Chairperson Martin Schlegel stressed the negative side effects of sub-zero borrowing costs and noted that with rates now at zero, cutting rates again would be a more significant step than in other circumstances.
“As a central bank you can never exclude measures, but the hurdle is higher now,” Schlegel told reporters.
The SNB lowered its policy rate to get inflation back within its 0-2% target range, which it defines as price stability, and seeing low inflationary pressure ahead.
Bank of England holds rates with eye on jobs, Middle East conflict
Negative interest rates, which the central bank last used between late 2014 and 2022, were unpopular with banks, savers and insurance companies, and the SNB indicated it would be reluctant to revive them.
“It’s very clear that negative rates would come with challenges and also side-effects,” Schlegel told Reuters. “For example, for savers, also for pension funds, and also for the real estate market. So we are well aware of the side-effects. And of course, we would not take this decision lightly.”
The Swiss franc briefly strengthened after the decision, but retreated to trade steadily on the day against the dollar at 0.8191 francs.
Thursday’s cut was the SNB’s sixth rate cut in succession and came after Swiss prices fell by 0.1% last month, its lowest reading for four years.
In its baseline scenario, the SNB has global economic growth weakening and US inflation rising in coming quarters. In Europe, it saw inflationary pressure decreasing.
The central bank said the outlook for the world economy remained subject to high uncertainty. Trade barriers could be raised further, leading to a more pronounced slowdown in the global economy, it noted.
The Swiss move comes on a busy day for central banks, with Norway’s central bank surprising markets with its first rate cut in five years, and the Bank of England kept its interest rate unchanged.
On Wednesday, the US Federal Reserve held its interest rates steady, but signalled they could fall later this year, while the European Central Bank trimmed its interest rate by 25 basis points earlier this month.
In Switzerland, the SNB also lowered its inflation forecasts for 2025, 2026 and 2027, making some analysts expect more rate cuts.
“Unless the situation changes drastically between now and September... today’s decision paves the way for a further rate cut in September and a return to negative interest rates,” said Charlotte de Montpellier, an economist at ING Bank.
Capital Economics also thought another rate cut was likely, with deflation more persistent than anticipated by policymakers.
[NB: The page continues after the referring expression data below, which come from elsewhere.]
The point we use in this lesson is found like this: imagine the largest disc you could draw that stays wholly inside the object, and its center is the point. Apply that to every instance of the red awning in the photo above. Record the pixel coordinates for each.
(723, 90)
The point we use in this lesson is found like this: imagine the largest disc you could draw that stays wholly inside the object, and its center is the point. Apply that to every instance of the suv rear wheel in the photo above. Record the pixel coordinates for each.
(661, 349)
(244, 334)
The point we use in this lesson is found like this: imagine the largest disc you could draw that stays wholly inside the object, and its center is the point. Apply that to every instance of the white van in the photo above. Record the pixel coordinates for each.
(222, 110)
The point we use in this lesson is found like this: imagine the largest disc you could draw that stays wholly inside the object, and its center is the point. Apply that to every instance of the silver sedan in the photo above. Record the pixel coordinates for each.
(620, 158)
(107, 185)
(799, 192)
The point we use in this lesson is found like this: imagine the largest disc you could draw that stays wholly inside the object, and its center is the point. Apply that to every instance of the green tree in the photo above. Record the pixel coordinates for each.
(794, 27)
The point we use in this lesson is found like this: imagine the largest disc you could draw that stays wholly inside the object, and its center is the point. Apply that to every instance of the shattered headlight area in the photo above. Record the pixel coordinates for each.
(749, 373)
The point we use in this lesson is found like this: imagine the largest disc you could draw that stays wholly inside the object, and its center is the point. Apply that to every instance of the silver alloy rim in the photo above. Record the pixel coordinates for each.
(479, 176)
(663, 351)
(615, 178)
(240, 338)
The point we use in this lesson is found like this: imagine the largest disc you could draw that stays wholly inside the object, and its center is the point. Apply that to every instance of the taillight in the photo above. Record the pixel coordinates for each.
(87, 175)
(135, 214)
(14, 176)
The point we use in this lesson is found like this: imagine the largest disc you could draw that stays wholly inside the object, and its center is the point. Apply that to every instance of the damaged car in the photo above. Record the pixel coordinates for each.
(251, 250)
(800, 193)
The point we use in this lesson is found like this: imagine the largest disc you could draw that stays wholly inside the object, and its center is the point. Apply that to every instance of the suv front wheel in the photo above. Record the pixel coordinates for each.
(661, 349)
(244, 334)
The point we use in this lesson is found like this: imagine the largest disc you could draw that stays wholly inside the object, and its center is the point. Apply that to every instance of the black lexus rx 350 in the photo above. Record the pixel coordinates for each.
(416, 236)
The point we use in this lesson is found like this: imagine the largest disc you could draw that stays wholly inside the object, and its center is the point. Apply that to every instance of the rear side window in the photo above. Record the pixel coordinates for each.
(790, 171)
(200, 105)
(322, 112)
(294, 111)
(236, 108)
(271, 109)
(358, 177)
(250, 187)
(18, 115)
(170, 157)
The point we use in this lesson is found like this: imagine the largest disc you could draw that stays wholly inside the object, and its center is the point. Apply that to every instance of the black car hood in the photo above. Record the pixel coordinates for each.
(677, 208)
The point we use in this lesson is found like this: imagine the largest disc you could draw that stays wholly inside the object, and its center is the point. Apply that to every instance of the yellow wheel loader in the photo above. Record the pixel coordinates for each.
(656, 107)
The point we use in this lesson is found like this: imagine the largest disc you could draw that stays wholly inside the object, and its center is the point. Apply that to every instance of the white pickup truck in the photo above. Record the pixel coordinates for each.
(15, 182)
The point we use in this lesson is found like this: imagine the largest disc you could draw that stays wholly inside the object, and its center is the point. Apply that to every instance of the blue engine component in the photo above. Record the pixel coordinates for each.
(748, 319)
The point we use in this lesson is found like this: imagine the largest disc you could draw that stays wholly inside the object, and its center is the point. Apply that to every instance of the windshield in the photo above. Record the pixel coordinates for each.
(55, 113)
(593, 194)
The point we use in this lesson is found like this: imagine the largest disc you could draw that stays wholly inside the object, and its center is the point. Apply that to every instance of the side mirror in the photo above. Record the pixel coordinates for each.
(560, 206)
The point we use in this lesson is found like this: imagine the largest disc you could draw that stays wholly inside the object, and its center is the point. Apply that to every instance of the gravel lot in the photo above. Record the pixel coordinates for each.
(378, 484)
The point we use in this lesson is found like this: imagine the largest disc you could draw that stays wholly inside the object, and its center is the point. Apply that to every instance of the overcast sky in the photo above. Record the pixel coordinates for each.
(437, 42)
Others, however, disagreed, with EFG senior economist GianLuigi Mandruzzato saying the SNB was likely to stop at zero, unless there was a significant downturn in the Swiss economy caused by higher US tariffs.
“All options remain on the table, including negative interest rates and foreign exchange market interventions, but for them to be deployed, a further, meaningful deterioration of the outlook would be needed,” he said.
Switzerland’s rate-sensitive two-year bond yield remained in negative territory, a sign markets still anticipate a move in Swiss rates below 0% in the months ahead.
The SNB cut rates after the franc, buoyed by safe-haven flows, has gained roughly 11% against the dollar in 2025, pushing down inflation by making imports cheaper.
The SNB says it will intervene in foreign currency markets if necessary to keep inflation on track, though two weeks ago, Washington added Switzerland to a list of countries being monitored for unfair currency and trade practices.
“The SNB’s main concern may not be avoiding the impression of being a currency manipulator — still, it is politically wise not to appear too trigger-happy to go negative with the policy rate,” said Karsten Junius, chief economist at J Safra Sarasin.